The Federal Election Campaign Act of 1971 (FECA) regulated the financing of federal election campaigns (president, Senate, and House), including the money raised and spent by the candidates pursuing those offices and by the political parties.
Congress had already tried to regulate various aspects of campaign finance before FECA
FECA was preceded by laws regulating various aspects of federal election campaign finance:
- The Tillman Act of 1907 banned corporate contributions in federal elections.
- The Publicity Act of 1910, as amended in 1911, required disclosure by campaign committees and limited campaign spending, but the limits were struck down in Newberry v. United States (1921).
- The Federal Corrupt Practices Act of 1925 imposed additional disclosure requirements.
- Amendments passed in 1940 to the Hatch Act of 1939 limited contributions to candidates and to national party committees and imposed spending limits on party committees.
- And in 1947 the Taft-Hartley Act outlawed labor union contributions and purported to restrict corporate and labor spending on federal elections as well. The spending limits were largely ineffective, however, because they applied only to party committee spending and could easily be evaded. The disclosure requirements were often ignored in the absence of any meaningful enforcement mechanism.
FECA was extensively amended after Watergate scandal
In 1971 Congress passed FECA, which limited the amount candidates could contribute to their own campaigns, limited the amount that a federal campaign could spend on paid advertising, and expanded disclosure requirements. The new law went into effect in the 1972 presidential election, but it was overshadowed by the Watergate scandal, which led to the first and only resignation of a U.S. president, Richard M. Nixon, in 1974. The various investigations brought to light numerous campaign-finance abuses, including illegal contributions from corporations, cash contributions, hidden funds controlled by the Nixon reelection committee, and favors extended to donors in exchange for large contributions.
In the wake of the scandal, in 1974 Congress enacted extensive amendments to FECA. These amendments limited to $1,000 per election the amount an individual could contribute to any federal campaign and introduced limits on the amount an individual could contribute to a political party or political committee and on the amount a political committee could contribute to a candidate ($5,000 per election).
The 1974 amendments also imposed a limit of $1,000 per election on independent spending by an individual or group “relative to a clearly identified candidate.” In addition, they limited the amount candidates for federal office could spend on their own campaigns and the amount parties could spend in support of candidates and on their national nominating conventions. The amendments established the Federal Election Commission (FEC) as an independent federal agency to enforce the regulatory regime, authorizing it to make rules and to investigate and impose civil penalties for violations of the law.

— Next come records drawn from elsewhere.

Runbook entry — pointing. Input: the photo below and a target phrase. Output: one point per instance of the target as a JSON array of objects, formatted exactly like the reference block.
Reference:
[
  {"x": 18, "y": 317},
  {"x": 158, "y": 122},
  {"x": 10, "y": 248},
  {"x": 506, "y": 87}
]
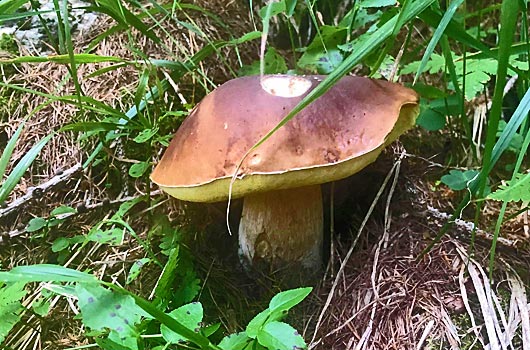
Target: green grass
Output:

FECA allowed candidates receive grants to finance election campaigns
The 1974 law also established a system of voluntary public financing for presidential campaigns under which candidates seeking the nomination of the major parties could receive from the federal government funds matching the first $250 of each contribution from an individual, if the candidates agreed to limit their overall spending in seeking the nomination.
In the general election, major-party nominees could receive a substantial grant to finance their entire general election campaigns, if they agreed not to raise or spend any private contributions but to spend only the amount of the grant. In addition, the law strengthened public disclosure of campaign spending by requiring all political committees—not just campaigns or party organizations—to register and file regular reports with the FEC itemizing contributions to and expenditures by each committee.
FECA faced First Amendment court challenges
The constitutionality of the 1974 amendments was immediately challenged.
In Buckley v. Valeo (1976), the Supreme Court upheld the limits on contributions, the reporting and disclosure rules, and the system of voluntary public financing for presidential campaigns, but it struck down the limits on independent expenditures, the caps on campaign spending, and the limits on what candidates could contribute to their own campaigns.
As effectively rewritten by this decision, FECA served as the framework for regulating the financing of federal elections without major modification until passage of the Bipartisan Campaign Reform Act in 2002.